Profile Settings Help Center Report a Problem Sign out

  1. Effective Date

    Effective Date: 29 June 2025

    Last Updated: 29 June 2025

  2. Introduction

    Lootcat (“we”, “us”, or “our”) is committed to protecting your privacy in compliance with the Personal Data Protection Act 2012 (“PDPA”) of Singapore. This Privacy Policy explains how we collect, use, disclose, process, and protect your personal data when you interact with our marketplace platform (“Lootcat Platform”) through any device or channel.

    If you do not consent to the practices described in this policy, please do not use the Lootcat Platform.

  3. Definitions

    Personal Data: Data about an individual who can be identified from that data or from that data and other information we have access to.

    Processing: Collecting, using, disclosing, storing, or handling personal data.

  4. Information We Collect

    Directly Provided by You

    • Full name, email address, mobile number
    • Billing and shipping address
    • Account login credentials (hashed and encrypted)
    • Payment-related data (via Stripe, no card details stored)
    • Uploaded content (e.g., listings, images, profiles)
    • Communications (support tickets, chat logs, emails)

    Automatically Collected

    • IP address, geolocation
    • Device and browser metadata
    • Usage patterns and clickstream data
    • Cookies and similar technologies (see section on Cookies)

    From Third Parties

    • Payment gateways (e.g., Stripe)
    • Social login providers (if used)
    • Analytics providers (e.g., Google Analytics)

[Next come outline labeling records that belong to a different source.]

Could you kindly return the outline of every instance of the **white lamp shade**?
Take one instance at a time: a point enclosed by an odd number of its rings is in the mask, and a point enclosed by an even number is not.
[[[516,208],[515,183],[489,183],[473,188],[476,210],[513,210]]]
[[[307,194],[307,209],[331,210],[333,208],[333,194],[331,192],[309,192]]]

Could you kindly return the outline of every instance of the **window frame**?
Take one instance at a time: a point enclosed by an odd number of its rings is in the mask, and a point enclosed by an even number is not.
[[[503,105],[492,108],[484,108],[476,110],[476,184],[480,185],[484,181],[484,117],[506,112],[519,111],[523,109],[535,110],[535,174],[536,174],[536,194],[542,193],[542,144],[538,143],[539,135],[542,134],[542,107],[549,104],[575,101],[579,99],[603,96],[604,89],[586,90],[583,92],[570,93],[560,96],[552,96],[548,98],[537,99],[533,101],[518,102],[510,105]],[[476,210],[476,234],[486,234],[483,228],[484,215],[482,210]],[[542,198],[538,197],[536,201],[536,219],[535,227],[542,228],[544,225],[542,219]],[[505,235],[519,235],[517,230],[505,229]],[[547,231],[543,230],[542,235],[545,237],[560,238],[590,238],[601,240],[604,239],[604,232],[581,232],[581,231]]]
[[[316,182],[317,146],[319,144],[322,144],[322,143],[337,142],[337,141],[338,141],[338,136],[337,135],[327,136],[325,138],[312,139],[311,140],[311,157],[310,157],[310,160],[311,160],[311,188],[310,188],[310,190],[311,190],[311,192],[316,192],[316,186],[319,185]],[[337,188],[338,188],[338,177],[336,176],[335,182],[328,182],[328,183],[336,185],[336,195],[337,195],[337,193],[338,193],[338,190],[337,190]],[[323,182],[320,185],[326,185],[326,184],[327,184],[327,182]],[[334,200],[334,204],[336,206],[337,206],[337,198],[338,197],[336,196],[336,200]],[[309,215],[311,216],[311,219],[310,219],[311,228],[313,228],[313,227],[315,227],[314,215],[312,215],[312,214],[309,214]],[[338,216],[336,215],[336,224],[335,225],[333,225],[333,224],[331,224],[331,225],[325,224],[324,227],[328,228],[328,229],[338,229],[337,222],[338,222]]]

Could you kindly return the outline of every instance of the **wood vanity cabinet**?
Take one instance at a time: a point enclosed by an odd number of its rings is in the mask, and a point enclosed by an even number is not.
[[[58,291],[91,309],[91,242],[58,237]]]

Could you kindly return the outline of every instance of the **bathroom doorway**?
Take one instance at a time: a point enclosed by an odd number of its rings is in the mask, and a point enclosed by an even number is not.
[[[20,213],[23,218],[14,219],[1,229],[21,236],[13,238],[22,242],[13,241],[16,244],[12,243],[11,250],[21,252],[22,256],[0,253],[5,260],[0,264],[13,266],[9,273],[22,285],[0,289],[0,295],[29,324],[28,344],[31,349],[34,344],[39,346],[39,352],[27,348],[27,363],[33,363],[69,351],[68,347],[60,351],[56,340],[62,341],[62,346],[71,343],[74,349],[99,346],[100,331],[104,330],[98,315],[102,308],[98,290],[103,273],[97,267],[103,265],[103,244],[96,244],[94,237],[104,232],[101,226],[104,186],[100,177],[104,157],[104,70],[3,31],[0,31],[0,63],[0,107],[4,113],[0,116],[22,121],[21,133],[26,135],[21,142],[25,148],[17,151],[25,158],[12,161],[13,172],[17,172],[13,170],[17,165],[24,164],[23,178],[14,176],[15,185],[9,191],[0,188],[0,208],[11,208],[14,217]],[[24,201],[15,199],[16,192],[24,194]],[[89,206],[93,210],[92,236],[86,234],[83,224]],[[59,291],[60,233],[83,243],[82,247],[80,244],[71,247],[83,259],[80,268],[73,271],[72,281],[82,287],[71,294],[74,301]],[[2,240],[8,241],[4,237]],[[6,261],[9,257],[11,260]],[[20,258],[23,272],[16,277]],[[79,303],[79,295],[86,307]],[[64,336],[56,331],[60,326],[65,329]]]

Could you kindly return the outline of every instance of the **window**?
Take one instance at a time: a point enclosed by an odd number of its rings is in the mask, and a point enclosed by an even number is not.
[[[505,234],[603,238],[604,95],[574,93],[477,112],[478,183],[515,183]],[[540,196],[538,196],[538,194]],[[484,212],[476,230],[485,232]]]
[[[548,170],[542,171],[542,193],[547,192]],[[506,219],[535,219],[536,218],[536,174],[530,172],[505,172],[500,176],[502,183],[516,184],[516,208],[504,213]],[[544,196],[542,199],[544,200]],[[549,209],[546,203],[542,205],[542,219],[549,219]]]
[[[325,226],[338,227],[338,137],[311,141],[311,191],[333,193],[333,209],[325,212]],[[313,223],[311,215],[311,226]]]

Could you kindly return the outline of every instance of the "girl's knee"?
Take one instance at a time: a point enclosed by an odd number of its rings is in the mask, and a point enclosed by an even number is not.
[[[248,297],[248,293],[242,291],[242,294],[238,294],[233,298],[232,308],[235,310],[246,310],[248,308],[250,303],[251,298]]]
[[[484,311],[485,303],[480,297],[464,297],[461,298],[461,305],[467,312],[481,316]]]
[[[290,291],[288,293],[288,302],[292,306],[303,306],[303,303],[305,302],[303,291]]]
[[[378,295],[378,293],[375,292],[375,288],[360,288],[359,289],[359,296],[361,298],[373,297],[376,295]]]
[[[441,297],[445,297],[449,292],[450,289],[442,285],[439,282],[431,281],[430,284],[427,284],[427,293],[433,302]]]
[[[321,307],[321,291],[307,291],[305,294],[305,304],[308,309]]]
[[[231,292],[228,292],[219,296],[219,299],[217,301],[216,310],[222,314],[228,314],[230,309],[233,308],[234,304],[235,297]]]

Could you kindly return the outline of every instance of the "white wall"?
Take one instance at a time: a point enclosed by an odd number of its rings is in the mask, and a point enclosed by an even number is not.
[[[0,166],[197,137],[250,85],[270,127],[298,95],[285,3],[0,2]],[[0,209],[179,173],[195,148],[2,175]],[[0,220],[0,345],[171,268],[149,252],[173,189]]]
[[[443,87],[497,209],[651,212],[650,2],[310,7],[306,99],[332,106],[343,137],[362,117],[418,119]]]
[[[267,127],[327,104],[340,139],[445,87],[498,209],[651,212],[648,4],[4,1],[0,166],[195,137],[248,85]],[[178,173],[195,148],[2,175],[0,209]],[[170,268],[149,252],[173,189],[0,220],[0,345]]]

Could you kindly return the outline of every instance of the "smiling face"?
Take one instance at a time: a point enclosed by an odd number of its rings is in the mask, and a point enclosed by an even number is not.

  5. Purpose of Data Collection

    Your data is collected for these purposes:

    • To create, manage, and maintain user accounts
    • To process transactions and deliver orders
    • To verify identity when required
    • To send service updates and order confirmations
    • To personalise experience (e.g., wishlists, recommendations)
    • To improve platform functionality, security, and performance
    • To detect and prevent fraud or illegal activities
    • To comply with legal or tax obligations
    • To send marketing messages (only with user consent)

  6. Use of Payment Data

    All payments are handled securely by Stripe. Lootcat does not store full credit card numbers or CVV codes. Stripe processes payment data under its own Privacy Policy.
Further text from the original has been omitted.